Thursday, November 8, 2007

The Fallacy of Exams

I have issues with Exams. Major ones. In my mind, the entire exam process is flawed.

See, exams force you to cram a huge amount of data into your short term memory, which is then regurgitated in a test setting, and then forgotten. These are either spewed forth as individual factoids, or as wrote learned essays. Neither tests your actual knowledge of the subject, nor your understanding of the theoretical underpinnings of the course. It's perfectly possible to do well in most papers just by aping the lecturer. Hell, if you go to tutorials, pay attention, and attend all the lectures, you can do damn well without ever having to do a reading. God knows it worked for me for most of my undergrad career.

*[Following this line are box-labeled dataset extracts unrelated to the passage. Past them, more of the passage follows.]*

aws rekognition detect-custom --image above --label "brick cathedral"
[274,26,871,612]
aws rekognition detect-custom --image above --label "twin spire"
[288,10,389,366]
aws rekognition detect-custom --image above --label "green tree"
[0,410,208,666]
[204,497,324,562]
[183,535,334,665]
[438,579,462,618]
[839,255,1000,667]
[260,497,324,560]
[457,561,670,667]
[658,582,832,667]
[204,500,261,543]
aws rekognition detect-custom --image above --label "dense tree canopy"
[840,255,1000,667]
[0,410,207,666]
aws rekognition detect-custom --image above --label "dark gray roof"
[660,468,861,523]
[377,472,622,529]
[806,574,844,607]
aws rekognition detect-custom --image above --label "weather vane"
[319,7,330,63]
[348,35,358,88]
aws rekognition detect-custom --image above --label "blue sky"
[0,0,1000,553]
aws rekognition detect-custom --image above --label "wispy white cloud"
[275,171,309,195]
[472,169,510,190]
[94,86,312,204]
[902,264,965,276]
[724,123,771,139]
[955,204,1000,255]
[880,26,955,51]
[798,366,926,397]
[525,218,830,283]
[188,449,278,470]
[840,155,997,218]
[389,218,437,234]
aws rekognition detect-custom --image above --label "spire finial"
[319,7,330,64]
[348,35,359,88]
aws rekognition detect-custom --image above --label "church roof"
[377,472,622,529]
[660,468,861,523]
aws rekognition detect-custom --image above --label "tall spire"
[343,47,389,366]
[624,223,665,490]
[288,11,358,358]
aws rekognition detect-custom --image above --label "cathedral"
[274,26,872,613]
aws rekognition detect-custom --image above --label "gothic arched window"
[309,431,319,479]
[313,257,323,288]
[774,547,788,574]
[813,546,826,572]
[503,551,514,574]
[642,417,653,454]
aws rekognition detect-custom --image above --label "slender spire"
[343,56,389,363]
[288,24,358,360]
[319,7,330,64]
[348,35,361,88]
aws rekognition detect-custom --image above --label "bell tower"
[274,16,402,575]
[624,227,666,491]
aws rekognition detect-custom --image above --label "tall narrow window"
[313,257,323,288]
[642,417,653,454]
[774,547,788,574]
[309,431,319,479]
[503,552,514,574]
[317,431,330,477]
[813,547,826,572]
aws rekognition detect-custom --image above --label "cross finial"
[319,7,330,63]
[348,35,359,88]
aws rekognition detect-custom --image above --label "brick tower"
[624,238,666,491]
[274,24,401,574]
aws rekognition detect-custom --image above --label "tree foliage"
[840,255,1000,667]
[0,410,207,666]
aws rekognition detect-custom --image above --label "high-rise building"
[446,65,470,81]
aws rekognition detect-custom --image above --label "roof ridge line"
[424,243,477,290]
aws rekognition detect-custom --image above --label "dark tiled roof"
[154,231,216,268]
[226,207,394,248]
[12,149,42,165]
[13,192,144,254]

The other thing that pisses me off about exams, is that it inherently denigrates the subjects by forcing you to completely deal with them in two or three hours. If a 13 week paper is so simple that the entire thing can be successfully summarised in a three hour exam, then why does it take 13 weeks to teach it? Exams force you to dumb down what you've learned into a form that can be recalled and used in a high pressure environment, and then forgotten. It completely loses all the complexities and details you've been taught, in favour of broad context statements. It essentially defeats the purpose of sitting the course. If it can be written in three hours, surely it can be taught in three hours?